Times are given in Irish Standard Time (IST), i.e., either UTC+0 or UTC+1 (Daylight Saving).
- This event has passed.
Cardamom Seminar Series #16 – Prof Liviu P. Dinu (University of Bucharest)
October 24, 2022 @ 5:00 pm – 6:00 pm IST
Computational Tools in Historical Linguistics for Cognate detection, Borrowing Discrimination and Protoword Reconstruction
The Unit for Linguistic Data at the Insight SFI Research Centre for Data Analytics / Data Science Institute, University of Galway is delighted to welcome Prof. Liviu P. Dinu, a professor at the University of Bucharest, to be the next speaker in our seminar series. He will talk about computational tools in historical linguistics. Register here.
Natural languages are living ecosystems; they are constantly in contact and, as a consequence, they change continuously.

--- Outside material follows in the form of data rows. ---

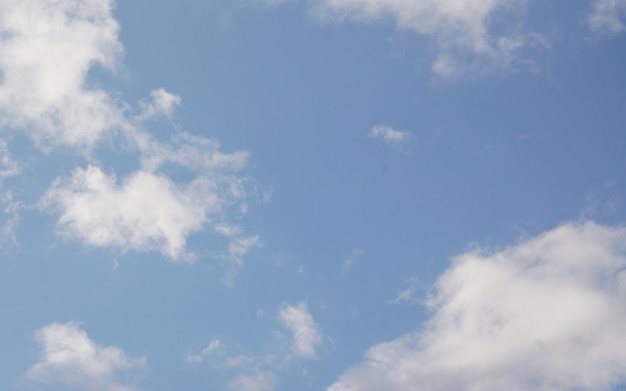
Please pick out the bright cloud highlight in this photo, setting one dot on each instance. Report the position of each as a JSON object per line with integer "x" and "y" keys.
{"x": 390, "y": 135}
{"x": 546, "y": 314}
{"x": 69, "y": 358}
{"x": 606, "y": 16}
{"x": 306, "y": 334}
{"x": 146, "y": 212}
{"x": 46, "y": 51}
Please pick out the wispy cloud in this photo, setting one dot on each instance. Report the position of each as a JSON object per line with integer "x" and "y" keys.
{"x": 606, "y": 16}
{"x": 305, "y": 332}
{"x": 47, "y": 50}
{"x": 461, "y": 29}
{"x": 70, "y": 359}
{"x": 213, "y": 347}
{"x": 260, "y": 381}
{"x": 543, "y": 315}
{"x": 389, "y": 135}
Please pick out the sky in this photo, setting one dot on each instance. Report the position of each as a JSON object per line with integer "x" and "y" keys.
{"x": 339, "y": 195}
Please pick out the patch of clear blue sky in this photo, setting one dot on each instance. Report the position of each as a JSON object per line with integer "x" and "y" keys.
{"x": 491, "y": 160}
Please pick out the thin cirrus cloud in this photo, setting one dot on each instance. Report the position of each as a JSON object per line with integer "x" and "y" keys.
{"x": 261, "y": 381}
{"x": 606, "y": 16}
{"x": 46, "y": 52}
{"x": 389, "y": 135}
{"x": 305, "y": 332}
{"x": 69, "y": 358}
{"x": 461, "y": 29}
{"x": 546, "y": 314}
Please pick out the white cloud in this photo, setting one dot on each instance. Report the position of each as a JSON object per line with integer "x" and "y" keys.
{"x": 69, "y": 358}
{"x": 11, "y": 207}
{"x": 460, "y": 28}
{"x": 206, "y": 352}
{"x": 606, "y": 16}
{"x": 261, "y": 381}
{"x": 409, "y": 294}
{"x": 545, "y": 315}
{"x": 146, "y": 212}
{"x": 390, "y": 135}
{"x": 299, "y": 321}
{"x": 161, "y": 103}
{"x": 46, "y": 50}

Traditionally, the main HL problems (How are languages related? How do languages change across space and time?) have been investigated with comparative linguistics instruments. The main idea of the comparative method is to perform a property-based comparison of multiple sister languages in order to infer the properties of their common ancestor. It is a time-consuming manual process requiring a lot of intensive work.

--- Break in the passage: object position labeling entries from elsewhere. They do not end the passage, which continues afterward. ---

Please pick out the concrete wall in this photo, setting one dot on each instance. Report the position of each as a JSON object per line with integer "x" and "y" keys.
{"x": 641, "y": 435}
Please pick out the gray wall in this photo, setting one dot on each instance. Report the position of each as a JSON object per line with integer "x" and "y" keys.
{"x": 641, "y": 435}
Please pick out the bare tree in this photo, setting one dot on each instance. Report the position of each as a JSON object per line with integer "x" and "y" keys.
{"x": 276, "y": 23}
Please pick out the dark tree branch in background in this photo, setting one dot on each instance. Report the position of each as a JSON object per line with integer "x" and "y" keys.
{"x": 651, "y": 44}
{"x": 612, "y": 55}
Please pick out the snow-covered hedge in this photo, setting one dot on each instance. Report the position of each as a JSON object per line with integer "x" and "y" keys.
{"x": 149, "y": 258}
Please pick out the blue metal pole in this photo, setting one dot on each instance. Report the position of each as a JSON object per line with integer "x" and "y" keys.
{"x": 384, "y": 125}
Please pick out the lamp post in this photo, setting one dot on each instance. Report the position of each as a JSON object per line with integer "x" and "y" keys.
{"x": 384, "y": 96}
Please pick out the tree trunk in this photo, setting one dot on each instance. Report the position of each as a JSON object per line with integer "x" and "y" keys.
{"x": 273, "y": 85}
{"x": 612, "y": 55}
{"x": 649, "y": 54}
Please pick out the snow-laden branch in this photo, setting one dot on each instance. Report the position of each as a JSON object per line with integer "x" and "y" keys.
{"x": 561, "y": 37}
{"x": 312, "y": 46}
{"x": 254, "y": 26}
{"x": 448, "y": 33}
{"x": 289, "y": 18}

We propose here computer-assisted methods for identifying cognates, discriminating between cognates and borrowings, and for protoword reconstruction. Firstly, we introduce a method to automatically determine if a pair of words (u,v) are cognates or not, and we apply our method to a subset of the automatically extracted dataset of cognates built for Romanian and four related Romance languages: Italian, French, Spanish and Portuguese. Secondly, we investigate the task of discriminating between cognates and borrowings. Further, we developed a methodology for automatically producing related words with the following sub-problems: proto-words reconstruction, modern word form production and cognate production. Given words in Romance modern languages, the task is to automatically reconstruct the Latin proto-words from which the modern words evolved. Then, given the form of a word u in a donor language L1, the system that we develop predicts the form v of the word u in a recipient language L2, in the hypothesis that the word v will be derived in L2 from the word u (through the borrowing process). We experiment with Romanian as a recipient language, and we investigate borrowings from more than 20 donor languages. Finally, for cognate production, we investigate if, for a given pair of languages, having one word from a cognate pair, we can automatically determine the orthographic form of its cognate.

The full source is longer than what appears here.